Tal día como hoy de 1556, al tipo que puso los pies en una playa le entró de inmediato un cuerpo sandunguero. No gritó aquello de ¡tierra! como Rodrigo de Triana por vergüenza, porque viajar en aquellos barcos era un ejercicio de fe. Así que el tipo, a pesar de que ya no podía ni con las coplas —físicamente, cuentan las crónicas, parecía un anciano con los ochenta en el horizonte cuando todavía andaba por la cincuentena—, y ante la sorpresa de todos se arrodilló en la arena y, como solía hacer el difunto Karol Wojtyla, besó la tierra que estaba pisando; que era la de su madre. Esa madre a la que, sin quererlo o no —de eso habría que discutir bastante—, se había encargado de destrozar su vida en connivencia con otros pájaros de cuidado. Algo de arrepentimiento habría de tener el tipo, pues dicen que le oyeron exclamar, tras besar la arena de aquella playa, algo así como salve, madre común de los mortales, a ti vuelvo desnudo y pobre del mismo modo que salí del vientre de mi madre.
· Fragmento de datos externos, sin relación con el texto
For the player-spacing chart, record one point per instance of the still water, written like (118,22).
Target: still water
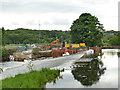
(100,72)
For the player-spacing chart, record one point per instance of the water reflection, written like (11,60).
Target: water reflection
(88,73)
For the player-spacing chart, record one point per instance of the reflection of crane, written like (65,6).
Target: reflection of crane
(48,47)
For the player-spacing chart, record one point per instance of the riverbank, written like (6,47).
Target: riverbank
(21,67)
(33,79)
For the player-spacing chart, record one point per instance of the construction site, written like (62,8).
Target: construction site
(54,49)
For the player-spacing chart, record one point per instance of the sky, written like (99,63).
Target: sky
(56,14)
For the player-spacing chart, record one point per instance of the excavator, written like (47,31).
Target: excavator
(49,47)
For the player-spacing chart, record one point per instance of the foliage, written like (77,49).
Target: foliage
(30,66)
(87,29)
(33,79)
(111,38)
(23,36)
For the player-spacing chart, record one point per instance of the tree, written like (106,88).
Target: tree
(114,41)
(87,29)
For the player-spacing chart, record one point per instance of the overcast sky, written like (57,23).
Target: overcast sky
(56,14)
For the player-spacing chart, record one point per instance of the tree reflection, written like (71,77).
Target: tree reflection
(88,74)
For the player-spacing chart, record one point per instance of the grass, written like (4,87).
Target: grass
(33,79)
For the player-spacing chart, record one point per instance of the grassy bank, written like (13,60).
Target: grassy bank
(33,79)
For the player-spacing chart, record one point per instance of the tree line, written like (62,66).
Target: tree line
(86,29)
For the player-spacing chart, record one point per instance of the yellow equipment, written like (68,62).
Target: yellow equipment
(75,45)
(82,44)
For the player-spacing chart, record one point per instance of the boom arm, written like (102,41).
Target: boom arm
(54,42)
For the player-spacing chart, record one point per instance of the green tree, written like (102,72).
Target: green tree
(3,37)
(114,41)
(87,29)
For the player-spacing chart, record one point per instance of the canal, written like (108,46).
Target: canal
(98,72)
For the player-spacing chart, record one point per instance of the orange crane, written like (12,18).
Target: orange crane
(48,47)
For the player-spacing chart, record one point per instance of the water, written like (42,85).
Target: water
(100,72)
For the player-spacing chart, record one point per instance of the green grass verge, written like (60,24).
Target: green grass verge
(33,79)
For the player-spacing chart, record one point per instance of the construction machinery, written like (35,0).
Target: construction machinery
(50,46)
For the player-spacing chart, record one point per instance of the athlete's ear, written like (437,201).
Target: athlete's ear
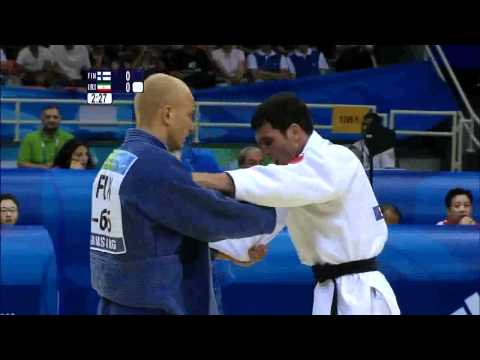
(294,131)
(166,115)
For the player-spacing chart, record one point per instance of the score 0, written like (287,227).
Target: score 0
(136,86)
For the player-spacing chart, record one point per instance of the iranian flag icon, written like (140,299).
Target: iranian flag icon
(104,87)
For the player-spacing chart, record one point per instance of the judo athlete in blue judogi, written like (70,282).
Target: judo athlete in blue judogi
(151,223)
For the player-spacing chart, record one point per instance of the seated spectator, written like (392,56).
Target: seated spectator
(74,154)
(307,61)
(354,57)
(391,214)
(73,62)
(3,57)
(459,205)
(266,64)
(384,159)
(9,209)
(193,66)
(39,148)
(230,62)
(250,156)
(35,66)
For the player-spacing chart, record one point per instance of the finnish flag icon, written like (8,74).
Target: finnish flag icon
(137,86)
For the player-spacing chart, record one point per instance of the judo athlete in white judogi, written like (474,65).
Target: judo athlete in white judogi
(333,217)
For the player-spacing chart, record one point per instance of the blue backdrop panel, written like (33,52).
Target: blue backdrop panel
(28,276)
(412,86)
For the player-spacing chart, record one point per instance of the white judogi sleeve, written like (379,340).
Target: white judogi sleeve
(238,248)
(313,179)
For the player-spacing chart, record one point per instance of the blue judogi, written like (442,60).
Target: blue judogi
(152,256)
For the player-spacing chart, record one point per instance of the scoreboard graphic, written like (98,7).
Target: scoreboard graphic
(103,84)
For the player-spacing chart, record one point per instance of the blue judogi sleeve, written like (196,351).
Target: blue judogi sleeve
(170,197)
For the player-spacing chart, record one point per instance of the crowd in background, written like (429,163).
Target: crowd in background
(200,66)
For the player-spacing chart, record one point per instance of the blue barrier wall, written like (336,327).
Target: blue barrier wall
(60,200)
(28,271)
(431,269)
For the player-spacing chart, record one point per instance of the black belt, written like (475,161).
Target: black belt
(331,272)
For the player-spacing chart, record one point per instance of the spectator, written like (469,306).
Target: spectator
(192,65)
(266,64)
(391,214)
(74,154)
(384,159)
(307,61)
(3,57)
(230,62)
(39,148)
(9,209)
(35,65)
(459,205)
(73,60)
(354,57)
(250,156)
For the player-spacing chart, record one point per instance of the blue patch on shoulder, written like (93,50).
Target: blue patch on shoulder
(119,161)
(378,213)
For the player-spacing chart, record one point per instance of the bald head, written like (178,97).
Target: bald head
(165,109)
(159,90)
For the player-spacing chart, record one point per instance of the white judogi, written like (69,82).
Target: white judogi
(238,248)
(331,219)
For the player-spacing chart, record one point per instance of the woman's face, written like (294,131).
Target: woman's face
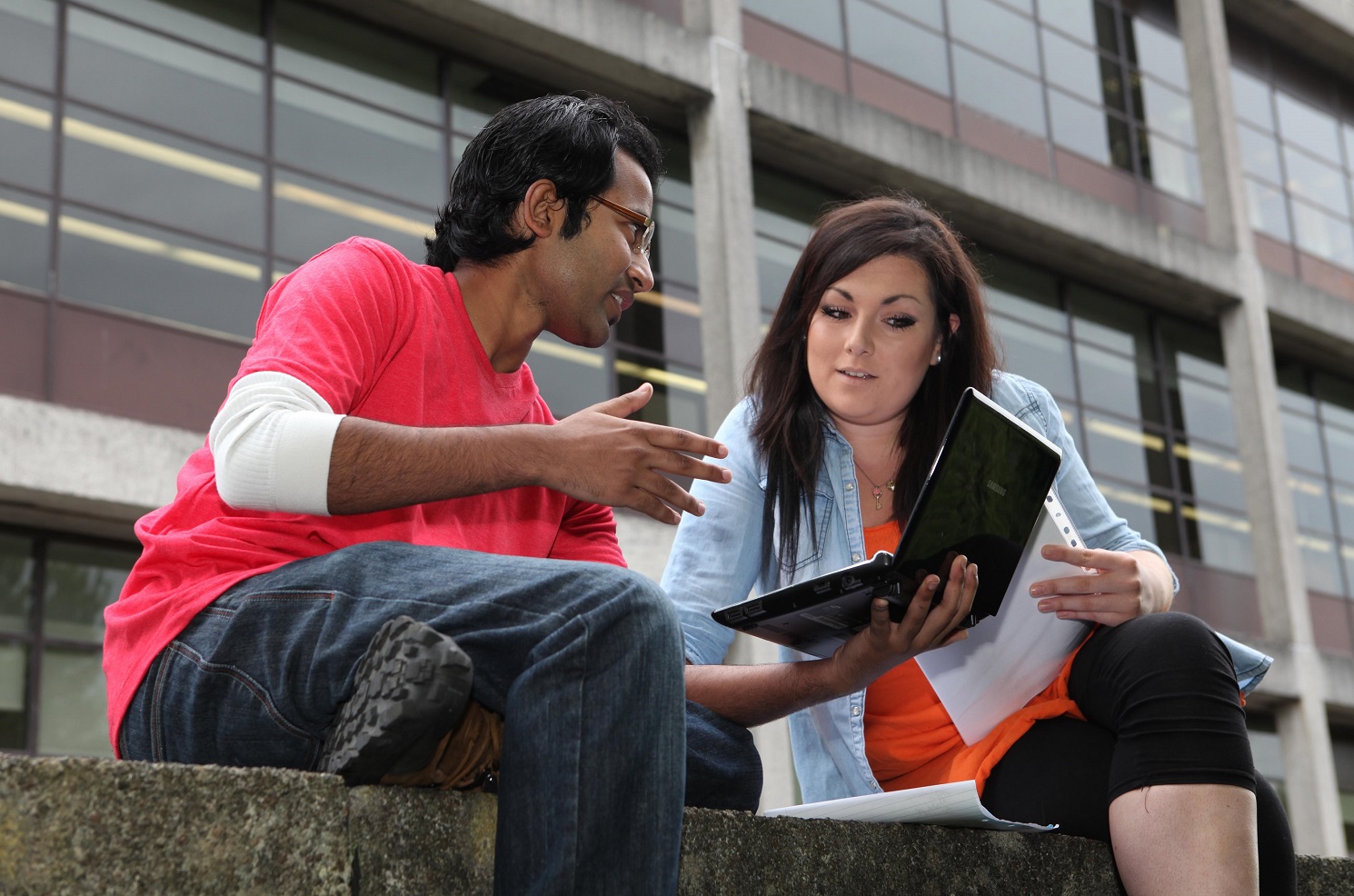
(871,340)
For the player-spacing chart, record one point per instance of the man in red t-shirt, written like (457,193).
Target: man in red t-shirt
(386,503)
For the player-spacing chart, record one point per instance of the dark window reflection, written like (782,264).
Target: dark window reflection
(25,237)
(154,174)
(164,82)
(358,144)
(110,262)
(29,42)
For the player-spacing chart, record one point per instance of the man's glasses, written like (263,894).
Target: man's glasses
(644,237)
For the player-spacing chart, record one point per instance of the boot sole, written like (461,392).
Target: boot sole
(411,688)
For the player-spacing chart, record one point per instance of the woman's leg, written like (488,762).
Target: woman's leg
(1182,812)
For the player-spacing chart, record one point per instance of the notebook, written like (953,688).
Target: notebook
(981,498)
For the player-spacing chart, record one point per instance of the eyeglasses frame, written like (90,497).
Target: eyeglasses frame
(646,235)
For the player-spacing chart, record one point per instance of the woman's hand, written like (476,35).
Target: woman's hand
(1117,586)
(884,643)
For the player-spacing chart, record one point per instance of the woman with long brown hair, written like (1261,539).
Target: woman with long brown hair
(1139,742)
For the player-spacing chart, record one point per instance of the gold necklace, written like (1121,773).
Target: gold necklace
(878,490)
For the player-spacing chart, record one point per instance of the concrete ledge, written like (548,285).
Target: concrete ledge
(95,826)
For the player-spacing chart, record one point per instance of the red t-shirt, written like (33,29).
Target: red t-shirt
(378,337)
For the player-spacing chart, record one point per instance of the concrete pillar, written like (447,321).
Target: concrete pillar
(1304,732)
(722,180)
(730,324)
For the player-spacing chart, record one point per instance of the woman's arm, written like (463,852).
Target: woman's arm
(757,694)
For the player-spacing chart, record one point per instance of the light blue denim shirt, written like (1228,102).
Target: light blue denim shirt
(716,561)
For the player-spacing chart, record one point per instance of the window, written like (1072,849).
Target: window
(53,592)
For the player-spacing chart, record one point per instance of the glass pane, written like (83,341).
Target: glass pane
(1212,475)
(1036,353)
(1320,566)
(1072,16)
(679,392)
(1339,451)
(1269,210)
(356,60)
(29,41)
(1208,412)
(775,263)
(818,19)
(1160,53)
(14,692)
(1000,91)
(1113,382)
(1323,234)
(82,580)
(1168,111)
(1259,154)
(1317,182)
(569,376)
(231,26)
(174,85)
(74,707)
(674,244)
(1176,168)
(1312,503)
(925,11)
(1071,65)
(340,138)
(25,240)
(995,30)
(1224,539)
(1121,450)
(310,215)
(152,174)
(1251,96)
(1309,127)
(110,262)
(1345,509)
(15,585)
(663,324)
(898,46)
(1089,130)
(1303,443)
(26,135)
(1110,323)
(1144,513)
(1024,293)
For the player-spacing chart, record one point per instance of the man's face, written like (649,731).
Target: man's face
(596,274)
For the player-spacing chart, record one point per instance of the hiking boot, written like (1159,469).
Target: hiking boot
(409,691)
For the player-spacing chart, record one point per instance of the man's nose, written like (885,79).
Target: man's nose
(641,274)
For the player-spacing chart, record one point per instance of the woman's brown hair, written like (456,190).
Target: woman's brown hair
(790,420)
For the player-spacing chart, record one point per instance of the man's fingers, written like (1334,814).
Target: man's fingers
(627,403)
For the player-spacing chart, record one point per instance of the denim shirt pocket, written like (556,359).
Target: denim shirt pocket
(814,531)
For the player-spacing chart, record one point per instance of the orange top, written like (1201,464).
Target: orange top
(911,741)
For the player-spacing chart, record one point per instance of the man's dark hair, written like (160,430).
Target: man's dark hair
(568,140)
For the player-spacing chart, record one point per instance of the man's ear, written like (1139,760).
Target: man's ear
(542,212)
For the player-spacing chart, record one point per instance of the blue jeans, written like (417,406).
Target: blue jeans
(582,660)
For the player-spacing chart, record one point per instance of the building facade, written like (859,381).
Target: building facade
(1160,194)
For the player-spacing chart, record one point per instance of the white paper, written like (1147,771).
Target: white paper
(1009,658)
(952,804)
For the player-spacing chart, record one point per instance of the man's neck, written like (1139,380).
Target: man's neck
(503,309)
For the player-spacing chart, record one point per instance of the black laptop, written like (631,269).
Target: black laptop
(981,498)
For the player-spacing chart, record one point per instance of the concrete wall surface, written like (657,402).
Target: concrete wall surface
(98,826)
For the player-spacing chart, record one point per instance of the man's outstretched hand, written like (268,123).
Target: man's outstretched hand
(600,455)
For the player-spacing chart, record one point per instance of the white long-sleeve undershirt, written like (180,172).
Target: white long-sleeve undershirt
(271,443)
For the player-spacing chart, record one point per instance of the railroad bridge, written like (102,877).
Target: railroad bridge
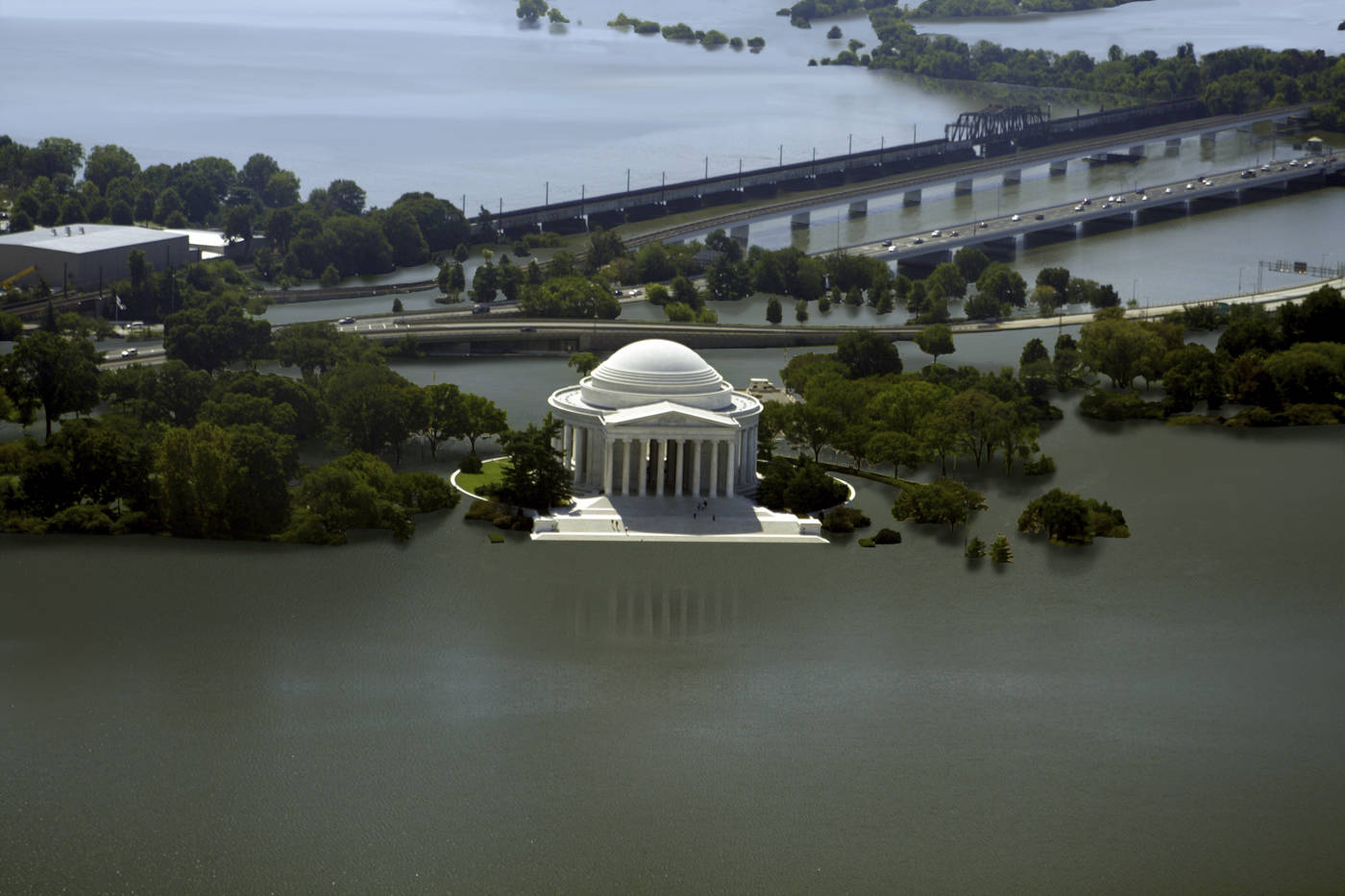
(972,136)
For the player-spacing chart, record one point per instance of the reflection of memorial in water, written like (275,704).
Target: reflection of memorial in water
(654,613)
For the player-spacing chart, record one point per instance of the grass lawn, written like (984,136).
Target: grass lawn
(491,473)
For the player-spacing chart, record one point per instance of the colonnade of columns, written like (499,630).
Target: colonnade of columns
(706,465)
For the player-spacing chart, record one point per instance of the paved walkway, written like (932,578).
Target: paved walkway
(723,520)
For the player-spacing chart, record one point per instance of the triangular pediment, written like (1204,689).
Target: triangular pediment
(666,413)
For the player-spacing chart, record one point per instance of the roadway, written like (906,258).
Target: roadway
(931,178)
(1069,214)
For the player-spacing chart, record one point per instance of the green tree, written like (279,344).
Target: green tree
(446,415)
(948,280)
(971,262)
(225,482)
(868,354)
(1071,520)
(370,408)
(214,331)
(346,195)
(537,475)
(935,339)
(530,10)
(110,161)
(1118,349)
(582,362)
(483,419)
(1004,285)
(60,375)
(943,500)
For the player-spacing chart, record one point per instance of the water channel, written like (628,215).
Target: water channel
(1156,714)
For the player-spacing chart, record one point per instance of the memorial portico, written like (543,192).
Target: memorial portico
(655,420)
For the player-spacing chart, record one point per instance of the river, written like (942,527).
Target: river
(1156,714)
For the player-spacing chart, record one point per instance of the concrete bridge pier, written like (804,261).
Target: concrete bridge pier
(1002,249)
(567,227)
(1122,221)
(918,267)
(1064,233)
(646,213)
(607,220)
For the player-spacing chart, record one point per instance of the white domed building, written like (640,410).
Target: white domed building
(662,448)
(655,419)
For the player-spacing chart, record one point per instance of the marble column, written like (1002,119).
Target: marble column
(715,469)
(656,463)
(607,466)
(696,469)
(641,460)
(730,472)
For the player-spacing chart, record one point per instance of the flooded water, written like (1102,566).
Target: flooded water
(456,98)
(1157,714)
(1154,714)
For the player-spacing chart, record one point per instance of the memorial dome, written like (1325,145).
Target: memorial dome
(652,370)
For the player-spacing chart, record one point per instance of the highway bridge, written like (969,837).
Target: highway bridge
(905,170)
(1001,237)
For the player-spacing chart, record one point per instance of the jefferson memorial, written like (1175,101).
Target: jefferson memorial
(654,419)
(662,448)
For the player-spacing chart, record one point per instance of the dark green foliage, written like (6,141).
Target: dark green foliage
(799,486)
(868,354)
(53,372)
(1071,520)
(1042,466)
(943,500)
(537,476)
(844,520)
(1106,405)
(360,492)
(999,550)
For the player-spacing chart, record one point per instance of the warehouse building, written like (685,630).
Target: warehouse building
(89,254)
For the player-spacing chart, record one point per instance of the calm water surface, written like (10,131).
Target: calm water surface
(1154,714)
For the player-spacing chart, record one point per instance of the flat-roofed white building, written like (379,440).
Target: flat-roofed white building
(87,254)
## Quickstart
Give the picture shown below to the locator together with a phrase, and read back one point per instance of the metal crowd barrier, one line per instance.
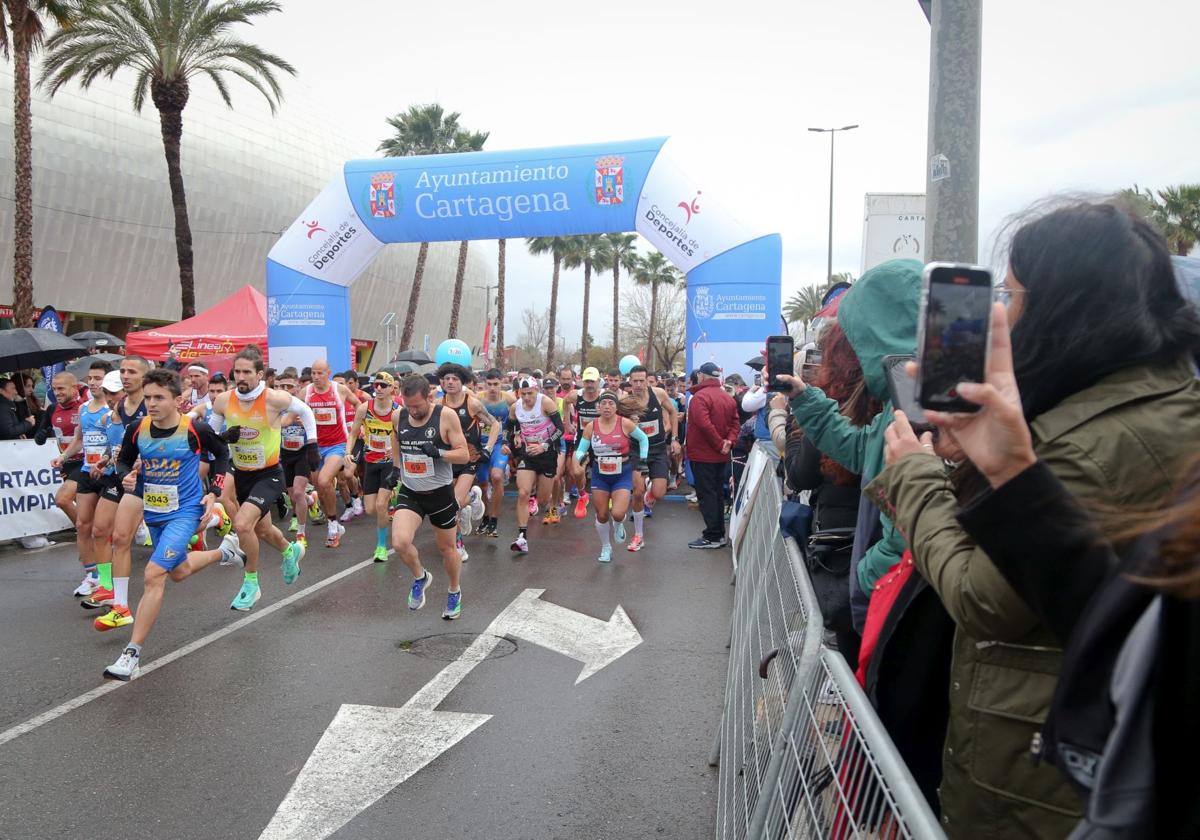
(802, 753)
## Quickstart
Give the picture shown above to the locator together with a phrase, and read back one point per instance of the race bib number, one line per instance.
(610, 465)
(161, 498)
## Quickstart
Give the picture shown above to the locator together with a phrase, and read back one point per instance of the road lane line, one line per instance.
(192, 647)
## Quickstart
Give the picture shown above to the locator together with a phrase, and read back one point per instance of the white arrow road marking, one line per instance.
(369, 750)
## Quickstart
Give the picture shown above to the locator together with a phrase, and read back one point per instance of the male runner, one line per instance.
(168, 447)
(252, 414)
(534, 430)
(429, 442)
(329, 401)
(473, 418)
(658, 421)
(378, 424)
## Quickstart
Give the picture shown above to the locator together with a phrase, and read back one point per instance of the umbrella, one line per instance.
(91, 339)
(79, 367)
(415, 357)
(24, 348)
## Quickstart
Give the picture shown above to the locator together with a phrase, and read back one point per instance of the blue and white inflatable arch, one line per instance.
(733, 273)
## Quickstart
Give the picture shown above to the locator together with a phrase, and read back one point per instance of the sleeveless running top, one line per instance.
(378, 431)
(420, 472)
(330, 413)
(258, 447)
(171, 469)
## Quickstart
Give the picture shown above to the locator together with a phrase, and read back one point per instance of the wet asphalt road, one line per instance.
(208, 745)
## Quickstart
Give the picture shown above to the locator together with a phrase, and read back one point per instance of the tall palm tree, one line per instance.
(426, 130)
(167, 43)
(27, 19)
(585, 251)
(617, 251)
(558, 247)
(654, 270)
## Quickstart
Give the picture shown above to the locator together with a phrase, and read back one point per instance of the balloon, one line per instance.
(454, 351)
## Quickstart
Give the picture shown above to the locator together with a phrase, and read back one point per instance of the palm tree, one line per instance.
(28, 23)
(654, 270)
(167, 43)
(586, 251)
(427, 130)
(617, 251)
(558, 247)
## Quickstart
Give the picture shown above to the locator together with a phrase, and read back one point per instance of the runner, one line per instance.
(473, 419)
(252, 414)
(377, 420)
(612, 475)
(429, 442)
(534, 427)
(658, 420)
(168, 447)
(497, 402)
Lo mejor del asunto es que aquel lugar que estaba pisando el tipo no era más que el preámbulo de un viaje que lo llevaría a cruzar la meseta —siglo XVI, insisto. El viaje, para verlo— hasta alcanzar su destino final, que no era otro que un monasterio perdido —entonces— de la mano de Dios en el norte de Extremadura que los del lugar llamaban Yuste.
En resumen, que un 28 de septiembre de 1556, Carlos I de España y V de Alemania llegó a Laredo, a la Playa de la Salvé, con ganas de irse para Yuste a descansar de una santa vez. Si le dejaban. Que esa fue otra.
Foto correspondiente al Desembarco de Carlos V en Laredo, celebrado el pasado fin de semana en la localidad cántabra.